The people of Libya will draw lessons from their history.  After the attack in Benghazi,  a Libyan man stood in the street holding a sign that read, “Chris Stevens was a friend to all Libyans.”   The Libyans will draw lessons from the mark that Chris Stevens has made on their history. 

Our sons and daughters are still at war in Afghanistan.  They too, like those who serve in the Foreign Service,  know the danger of serving this country abroad.  They too are courageous, hopeful, and idealistic—believing that Americans can leave this world a little better than before, and they too have given up their own safety because of their ideals.   

So–as Christians,  each of us with our differing perspectives– how should each one of us, followers of Jesus,  proceed in our uncertain future in this world full of hatred and conflict?

This question has no easy answers. 

So each one of us, we followers of Jesus,  would do well to give prayerful priority to the words that Jesus gave his disciples that day in Caesarea Philippi, a stronghold of the Roman oppressors, a place with its own violent history. 

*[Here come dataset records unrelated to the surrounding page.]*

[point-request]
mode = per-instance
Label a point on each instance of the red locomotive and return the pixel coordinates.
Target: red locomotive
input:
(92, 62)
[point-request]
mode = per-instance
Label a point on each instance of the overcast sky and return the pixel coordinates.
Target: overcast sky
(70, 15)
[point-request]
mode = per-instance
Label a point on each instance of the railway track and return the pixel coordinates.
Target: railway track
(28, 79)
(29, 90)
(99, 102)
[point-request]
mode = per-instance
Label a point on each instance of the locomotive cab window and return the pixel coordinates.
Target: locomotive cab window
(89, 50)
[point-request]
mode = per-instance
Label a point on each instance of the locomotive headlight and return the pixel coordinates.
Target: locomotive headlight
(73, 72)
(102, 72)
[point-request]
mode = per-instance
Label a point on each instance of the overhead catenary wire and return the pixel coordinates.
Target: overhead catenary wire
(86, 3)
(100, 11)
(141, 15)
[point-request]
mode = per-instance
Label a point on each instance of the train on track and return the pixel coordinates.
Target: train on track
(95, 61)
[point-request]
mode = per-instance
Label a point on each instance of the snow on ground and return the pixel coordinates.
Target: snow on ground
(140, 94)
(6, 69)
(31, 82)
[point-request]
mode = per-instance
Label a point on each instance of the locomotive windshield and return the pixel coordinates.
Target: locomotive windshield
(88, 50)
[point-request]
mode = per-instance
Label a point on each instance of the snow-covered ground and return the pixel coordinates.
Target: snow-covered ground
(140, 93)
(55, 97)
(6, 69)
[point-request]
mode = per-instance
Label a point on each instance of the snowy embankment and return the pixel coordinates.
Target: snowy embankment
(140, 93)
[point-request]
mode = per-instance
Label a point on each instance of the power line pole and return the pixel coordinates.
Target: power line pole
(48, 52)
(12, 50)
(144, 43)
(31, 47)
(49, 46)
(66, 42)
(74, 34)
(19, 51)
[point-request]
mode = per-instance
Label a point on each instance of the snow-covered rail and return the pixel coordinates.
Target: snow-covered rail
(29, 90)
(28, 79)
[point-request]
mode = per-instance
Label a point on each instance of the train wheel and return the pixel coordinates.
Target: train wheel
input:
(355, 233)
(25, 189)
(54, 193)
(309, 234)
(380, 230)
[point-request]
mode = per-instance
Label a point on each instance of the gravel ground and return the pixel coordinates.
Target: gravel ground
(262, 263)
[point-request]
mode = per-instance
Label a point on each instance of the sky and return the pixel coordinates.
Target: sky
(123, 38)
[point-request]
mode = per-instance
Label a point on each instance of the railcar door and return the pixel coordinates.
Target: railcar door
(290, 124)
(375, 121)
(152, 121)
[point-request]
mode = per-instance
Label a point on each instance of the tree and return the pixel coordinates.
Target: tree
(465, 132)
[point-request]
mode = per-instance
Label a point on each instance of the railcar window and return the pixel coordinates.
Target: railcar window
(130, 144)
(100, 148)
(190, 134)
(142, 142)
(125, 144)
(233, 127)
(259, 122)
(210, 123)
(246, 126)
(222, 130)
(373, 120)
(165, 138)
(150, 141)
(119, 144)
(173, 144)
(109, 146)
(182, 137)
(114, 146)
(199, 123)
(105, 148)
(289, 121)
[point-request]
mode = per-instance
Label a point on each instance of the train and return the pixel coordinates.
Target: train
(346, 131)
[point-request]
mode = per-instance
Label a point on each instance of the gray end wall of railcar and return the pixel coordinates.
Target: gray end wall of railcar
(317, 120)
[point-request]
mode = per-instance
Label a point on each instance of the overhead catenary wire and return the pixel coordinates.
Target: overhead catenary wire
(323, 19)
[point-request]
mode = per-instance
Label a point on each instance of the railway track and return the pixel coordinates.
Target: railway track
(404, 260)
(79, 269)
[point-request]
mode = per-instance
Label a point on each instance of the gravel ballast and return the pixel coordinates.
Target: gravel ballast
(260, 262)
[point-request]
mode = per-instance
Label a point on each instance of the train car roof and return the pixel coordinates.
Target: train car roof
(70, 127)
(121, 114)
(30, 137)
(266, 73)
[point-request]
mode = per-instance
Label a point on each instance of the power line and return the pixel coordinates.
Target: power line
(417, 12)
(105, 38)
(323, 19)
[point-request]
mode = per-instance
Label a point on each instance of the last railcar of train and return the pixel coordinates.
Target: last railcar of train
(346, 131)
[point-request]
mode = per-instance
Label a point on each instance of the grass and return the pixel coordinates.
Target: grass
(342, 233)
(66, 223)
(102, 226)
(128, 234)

Jesus called the crowd with his disciples, and spoke these words to them, “If any want to become my followers, let them deny themselves and take up their cross and follow me.  For those who want to save their life will lose it, and those who lose their life for my sake and for the sake of the gospel will save it.”

“Deny yourself.  Take up your cross.  Follow me.” 

Stern, daunting, challenging, death dealing and life giving, life changing  words.